One of the best parts of being a teenager is the new-found freedom of driving. Getting behind the wheel and going where you want without help from anyone else is certainly exciting, but it’s also risky for new drivers. Distracted driving is unsafe for anyone, but it’s especially dangerous for teenagers who are just getting used to driving. Explaining to your teens what the dangers of distracted driving are, and making strict family rules about what goes on in the car will help minimize the risks and keep your teen safe.
Cell Phone Dangers
Teens need to pay extra attention when driving, yet they’re the age group most likely to use their cell phones while driving. Texting while driving is one of the biggest causes of accidents among this age group. Remind your teens that whatever they need to say on their cell phone can wait until they arrive at their destination. If they need to make an important phone call right away, they can pull over to the side of the road to make it. Nothing is as important as their safety behind the wheel.
Friends on Board
Another big distraction for teens when driving comes from their friends, who are probably having a great time all around them. Laughing, shouting, playing with the radio, and horsing around are all fun parts of adolescence, but they don’t belong in the car. These distractions need to be minimized, so let your teen know that the only way they’ll be allowed to have friends in the car is if everyone behaves safely. Don’t be afraid to ask your child’s friends to respect this rule before they all leave for an outing. Let your teen and their friends know that if they can’t chill out in the car, they’ll have to stay home, or wait for a ride from a parent.

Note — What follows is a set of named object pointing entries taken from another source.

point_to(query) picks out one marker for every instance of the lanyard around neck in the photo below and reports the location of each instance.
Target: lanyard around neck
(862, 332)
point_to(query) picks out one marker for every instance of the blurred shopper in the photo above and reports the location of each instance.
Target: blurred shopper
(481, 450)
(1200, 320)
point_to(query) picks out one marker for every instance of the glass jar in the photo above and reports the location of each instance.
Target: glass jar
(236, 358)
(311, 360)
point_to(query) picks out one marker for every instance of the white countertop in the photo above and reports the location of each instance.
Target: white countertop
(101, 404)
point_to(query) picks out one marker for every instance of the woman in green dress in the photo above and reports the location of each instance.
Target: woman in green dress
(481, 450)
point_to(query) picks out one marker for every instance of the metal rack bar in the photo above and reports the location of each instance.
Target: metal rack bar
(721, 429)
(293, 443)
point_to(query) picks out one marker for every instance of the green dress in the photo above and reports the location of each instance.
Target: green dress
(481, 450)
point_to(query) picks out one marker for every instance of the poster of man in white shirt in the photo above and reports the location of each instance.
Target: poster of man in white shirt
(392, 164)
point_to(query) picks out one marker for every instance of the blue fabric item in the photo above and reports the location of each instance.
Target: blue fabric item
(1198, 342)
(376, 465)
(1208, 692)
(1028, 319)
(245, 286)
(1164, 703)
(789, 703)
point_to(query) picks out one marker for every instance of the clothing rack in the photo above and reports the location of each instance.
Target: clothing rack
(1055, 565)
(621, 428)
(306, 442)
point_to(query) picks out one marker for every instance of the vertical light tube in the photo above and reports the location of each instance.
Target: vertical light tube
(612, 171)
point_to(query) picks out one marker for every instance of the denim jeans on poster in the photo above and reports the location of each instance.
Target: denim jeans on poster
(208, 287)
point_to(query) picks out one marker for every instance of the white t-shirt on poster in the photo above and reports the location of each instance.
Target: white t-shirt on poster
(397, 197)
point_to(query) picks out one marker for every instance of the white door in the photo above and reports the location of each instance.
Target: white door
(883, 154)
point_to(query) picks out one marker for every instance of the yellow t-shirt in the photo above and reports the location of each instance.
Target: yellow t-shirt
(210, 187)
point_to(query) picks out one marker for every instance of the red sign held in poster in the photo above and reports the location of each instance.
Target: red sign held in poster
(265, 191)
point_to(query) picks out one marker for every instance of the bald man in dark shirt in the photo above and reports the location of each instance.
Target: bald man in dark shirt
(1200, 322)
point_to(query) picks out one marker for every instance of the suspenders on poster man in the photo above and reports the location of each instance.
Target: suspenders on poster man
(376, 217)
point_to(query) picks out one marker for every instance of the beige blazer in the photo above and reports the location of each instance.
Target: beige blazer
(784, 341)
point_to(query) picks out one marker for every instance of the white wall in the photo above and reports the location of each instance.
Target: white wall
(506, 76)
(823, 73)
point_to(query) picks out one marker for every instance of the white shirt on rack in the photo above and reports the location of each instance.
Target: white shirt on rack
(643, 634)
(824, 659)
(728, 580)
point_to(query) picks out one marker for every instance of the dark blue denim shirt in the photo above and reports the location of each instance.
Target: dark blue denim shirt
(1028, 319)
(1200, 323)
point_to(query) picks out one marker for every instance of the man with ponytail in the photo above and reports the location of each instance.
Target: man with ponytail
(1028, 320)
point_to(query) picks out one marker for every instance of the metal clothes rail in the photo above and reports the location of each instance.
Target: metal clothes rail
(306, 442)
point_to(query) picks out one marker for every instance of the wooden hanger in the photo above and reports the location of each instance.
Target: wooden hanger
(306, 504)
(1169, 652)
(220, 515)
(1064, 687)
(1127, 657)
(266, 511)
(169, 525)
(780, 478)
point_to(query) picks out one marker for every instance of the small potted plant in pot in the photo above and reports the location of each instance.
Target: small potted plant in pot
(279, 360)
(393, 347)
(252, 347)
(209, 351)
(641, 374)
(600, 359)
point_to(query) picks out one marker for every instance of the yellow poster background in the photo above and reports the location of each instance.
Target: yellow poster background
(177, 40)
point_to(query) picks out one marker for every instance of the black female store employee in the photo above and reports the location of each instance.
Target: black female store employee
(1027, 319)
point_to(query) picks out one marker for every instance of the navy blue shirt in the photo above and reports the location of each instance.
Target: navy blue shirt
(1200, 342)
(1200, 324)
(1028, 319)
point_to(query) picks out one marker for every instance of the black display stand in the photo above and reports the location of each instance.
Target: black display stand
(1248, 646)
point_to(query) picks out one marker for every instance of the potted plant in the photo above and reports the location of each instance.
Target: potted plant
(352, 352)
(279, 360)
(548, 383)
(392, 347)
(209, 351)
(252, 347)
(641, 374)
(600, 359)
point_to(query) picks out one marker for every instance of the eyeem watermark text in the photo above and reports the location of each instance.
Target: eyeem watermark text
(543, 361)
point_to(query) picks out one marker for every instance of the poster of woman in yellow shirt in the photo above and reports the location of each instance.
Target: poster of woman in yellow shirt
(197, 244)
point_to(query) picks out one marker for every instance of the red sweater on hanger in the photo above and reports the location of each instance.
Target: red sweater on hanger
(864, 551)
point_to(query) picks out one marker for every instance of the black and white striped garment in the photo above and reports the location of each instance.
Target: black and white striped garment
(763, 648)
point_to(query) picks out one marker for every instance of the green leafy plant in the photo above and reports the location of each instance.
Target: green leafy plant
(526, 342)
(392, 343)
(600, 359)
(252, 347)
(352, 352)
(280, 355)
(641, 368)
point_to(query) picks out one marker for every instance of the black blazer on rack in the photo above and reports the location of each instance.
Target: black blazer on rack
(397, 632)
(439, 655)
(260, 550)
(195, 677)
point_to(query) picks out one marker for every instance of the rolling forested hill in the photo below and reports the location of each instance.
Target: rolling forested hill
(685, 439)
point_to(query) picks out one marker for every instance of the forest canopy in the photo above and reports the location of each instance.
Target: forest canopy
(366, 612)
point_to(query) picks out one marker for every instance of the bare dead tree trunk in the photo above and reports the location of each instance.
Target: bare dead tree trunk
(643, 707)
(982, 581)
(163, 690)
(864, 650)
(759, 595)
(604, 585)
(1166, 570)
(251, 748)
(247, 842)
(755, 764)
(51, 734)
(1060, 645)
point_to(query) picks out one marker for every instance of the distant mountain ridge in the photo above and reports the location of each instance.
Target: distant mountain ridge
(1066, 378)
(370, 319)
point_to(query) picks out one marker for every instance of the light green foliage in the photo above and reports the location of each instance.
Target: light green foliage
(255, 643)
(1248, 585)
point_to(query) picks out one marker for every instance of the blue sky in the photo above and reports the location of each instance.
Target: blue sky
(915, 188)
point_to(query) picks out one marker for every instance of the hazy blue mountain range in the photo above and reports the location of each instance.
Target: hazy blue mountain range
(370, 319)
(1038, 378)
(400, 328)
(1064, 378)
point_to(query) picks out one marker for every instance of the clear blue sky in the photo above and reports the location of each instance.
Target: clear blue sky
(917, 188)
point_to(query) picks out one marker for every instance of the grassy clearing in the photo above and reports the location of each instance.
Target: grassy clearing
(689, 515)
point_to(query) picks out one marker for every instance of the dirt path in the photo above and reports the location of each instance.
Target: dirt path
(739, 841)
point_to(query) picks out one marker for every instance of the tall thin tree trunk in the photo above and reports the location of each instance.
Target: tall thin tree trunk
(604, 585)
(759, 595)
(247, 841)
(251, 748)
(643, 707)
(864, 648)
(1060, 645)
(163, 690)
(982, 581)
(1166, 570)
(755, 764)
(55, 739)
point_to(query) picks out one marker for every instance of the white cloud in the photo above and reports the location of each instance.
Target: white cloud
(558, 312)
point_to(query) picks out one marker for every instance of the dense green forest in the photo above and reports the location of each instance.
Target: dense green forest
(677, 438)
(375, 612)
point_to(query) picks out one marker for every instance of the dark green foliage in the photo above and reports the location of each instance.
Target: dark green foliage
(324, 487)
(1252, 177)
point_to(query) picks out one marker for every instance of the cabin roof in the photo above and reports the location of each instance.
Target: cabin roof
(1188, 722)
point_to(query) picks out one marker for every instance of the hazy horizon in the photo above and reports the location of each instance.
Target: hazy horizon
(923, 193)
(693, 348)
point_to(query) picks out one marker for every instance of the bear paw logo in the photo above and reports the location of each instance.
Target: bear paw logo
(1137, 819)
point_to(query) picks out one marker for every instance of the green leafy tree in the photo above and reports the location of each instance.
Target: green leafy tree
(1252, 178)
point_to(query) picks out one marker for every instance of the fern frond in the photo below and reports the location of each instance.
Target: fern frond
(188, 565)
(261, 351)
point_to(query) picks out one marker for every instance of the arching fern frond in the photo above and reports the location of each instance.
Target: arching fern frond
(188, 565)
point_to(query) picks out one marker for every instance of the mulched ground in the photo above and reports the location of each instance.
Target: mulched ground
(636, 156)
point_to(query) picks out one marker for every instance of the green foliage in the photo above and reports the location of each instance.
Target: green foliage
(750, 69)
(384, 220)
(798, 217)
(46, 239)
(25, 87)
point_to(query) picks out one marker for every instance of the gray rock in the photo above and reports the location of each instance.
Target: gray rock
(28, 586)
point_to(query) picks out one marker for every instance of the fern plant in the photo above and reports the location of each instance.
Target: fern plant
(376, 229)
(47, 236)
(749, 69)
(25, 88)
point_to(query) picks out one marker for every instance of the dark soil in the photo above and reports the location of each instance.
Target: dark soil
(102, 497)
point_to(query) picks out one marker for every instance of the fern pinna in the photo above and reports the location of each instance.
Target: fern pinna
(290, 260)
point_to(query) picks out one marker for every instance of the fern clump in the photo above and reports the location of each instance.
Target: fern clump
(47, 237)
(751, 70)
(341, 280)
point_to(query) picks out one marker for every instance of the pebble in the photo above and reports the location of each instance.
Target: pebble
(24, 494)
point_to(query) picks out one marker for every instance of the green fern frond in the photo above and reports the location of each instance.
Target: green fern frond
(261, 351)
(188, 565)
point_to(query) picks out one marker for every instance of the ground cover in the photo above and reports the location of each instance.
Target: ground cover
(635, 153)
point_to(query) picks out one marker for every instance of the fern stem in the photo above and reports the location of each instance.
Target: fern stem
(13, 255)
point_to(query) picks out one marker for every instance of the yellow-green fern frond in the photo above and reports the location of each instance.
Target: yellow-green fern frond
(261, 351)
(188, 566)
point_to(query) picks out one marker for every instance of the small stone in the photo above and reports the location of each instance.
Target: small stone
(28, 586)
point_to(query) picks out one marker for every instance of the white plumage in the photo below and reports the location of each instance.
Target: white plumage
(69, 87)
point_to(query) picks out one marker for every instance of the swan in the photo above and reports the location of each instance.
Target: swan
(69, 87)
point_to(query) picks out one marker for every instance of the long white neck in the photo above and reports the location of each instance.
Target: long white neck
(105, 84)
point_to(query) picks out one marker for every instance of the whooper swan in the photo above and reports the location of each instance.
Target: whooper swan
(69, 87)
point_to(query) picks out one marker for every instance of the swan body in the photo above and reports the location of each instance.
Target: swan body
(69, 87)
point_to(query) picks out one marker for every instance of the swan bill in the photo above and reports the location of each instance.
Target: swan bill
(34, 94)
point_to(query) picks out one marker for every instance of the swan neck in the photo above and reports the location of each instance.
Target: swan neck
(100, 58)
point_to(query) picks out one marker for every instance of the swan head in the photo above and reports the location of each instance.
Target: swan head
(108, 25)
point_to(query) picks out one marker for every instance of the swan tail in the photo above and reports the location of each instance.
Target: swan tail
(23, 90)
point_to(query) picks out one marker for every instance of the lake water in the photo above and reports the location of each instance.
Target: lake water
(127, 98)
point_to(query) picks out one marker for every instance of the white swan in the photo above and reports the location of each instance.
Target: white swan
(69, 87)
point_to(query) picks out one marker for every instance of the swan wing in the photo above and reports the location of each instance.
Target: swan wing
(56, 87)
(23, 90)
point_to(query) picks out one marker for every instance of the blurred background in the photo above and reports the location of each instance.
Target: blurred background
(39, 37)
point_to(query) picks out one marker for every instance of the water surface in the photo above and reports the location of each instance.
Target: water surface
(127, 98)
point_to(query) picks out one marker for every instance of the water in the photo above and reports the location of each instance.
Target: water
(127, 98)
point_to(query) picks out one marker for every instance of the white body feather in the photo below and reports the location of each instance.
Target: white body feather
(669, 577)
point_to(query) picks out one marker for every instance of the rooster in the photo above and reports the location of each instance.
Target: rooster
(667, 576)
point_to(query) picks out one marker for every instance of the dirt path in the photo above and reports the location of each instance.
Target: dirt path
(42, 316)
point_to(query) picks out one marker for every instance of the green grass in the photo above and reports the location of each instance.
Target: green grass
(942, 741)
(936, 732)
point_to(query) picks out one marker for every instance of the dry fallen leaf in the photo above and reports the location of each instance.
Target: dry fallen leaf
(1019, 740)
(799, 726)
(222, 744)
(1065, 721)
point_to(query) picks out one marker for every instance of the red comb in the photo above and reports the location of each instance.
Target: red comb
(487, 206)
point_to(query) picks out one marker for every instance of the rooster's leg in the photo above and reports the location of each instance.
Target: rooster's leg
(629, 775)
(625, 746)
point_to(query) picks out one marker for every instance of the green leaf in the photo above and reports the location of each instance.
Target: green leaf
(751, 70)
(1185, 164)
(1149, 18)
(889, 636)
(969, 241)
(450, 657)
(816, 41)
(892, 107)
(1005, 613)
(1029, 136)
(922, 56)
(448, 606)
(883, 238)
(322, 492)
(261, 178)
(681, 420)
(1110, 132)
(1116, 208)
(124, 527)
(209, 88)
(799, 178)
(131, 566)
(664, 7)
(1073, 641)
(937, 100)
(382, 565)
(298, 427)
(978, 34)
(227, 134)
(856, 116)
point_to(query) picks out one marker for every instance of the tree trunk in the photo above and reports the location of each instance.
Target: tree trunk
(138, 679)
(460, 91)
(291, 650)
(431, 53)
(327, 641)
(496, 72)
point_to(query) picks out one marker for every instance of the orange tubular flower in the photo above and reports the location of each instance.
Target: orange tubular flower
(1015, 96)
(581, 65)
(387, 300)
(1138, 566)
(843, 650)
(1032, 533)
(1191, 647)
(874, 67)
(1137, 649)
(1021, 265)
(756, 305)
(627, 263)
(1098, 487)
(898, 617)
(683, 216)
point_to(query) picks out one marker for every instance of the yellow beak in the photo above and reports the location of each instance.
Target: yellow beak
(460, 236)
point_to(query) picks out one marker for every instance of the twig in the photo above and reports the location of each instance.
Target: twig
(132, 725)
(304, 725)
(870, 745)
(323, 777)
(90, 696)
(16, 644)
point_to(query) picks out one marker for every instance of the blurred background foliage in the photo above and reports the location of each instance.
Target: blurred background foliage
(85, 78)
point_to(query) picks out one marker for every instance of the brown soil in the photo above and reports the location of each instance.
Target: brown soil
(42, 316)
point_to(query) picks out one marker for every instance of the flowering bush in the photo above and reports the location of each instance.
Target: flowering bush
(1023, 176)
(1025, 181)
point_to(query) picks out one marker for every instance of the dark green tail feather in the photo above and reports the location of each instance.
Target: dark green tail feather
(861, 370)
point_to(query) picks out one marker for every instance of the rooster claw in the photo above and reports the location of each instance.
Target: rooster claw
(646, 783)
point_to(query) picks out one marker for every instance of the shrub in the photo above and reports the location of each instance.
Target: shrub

Playing music in the car can be a major distraction for teen drivers. Switching songs, fiddling with cords, and rifling through CDs is a lot to take on when you’re still getting the hang of driving. Ask your teen to load up their mp3 player with their favorites, plug it into the car, and then leave it alone. If they need to change the music, ask them to get into the habit of doing so before they pull out of the driveway, and not when they’re on the road. Even playing the music too loudly can be dangerous, because it keeps them from hearing what’s going on around them. Encourage your teen to just enjoy the privilege of driving for now, and keep distractions out of the equation.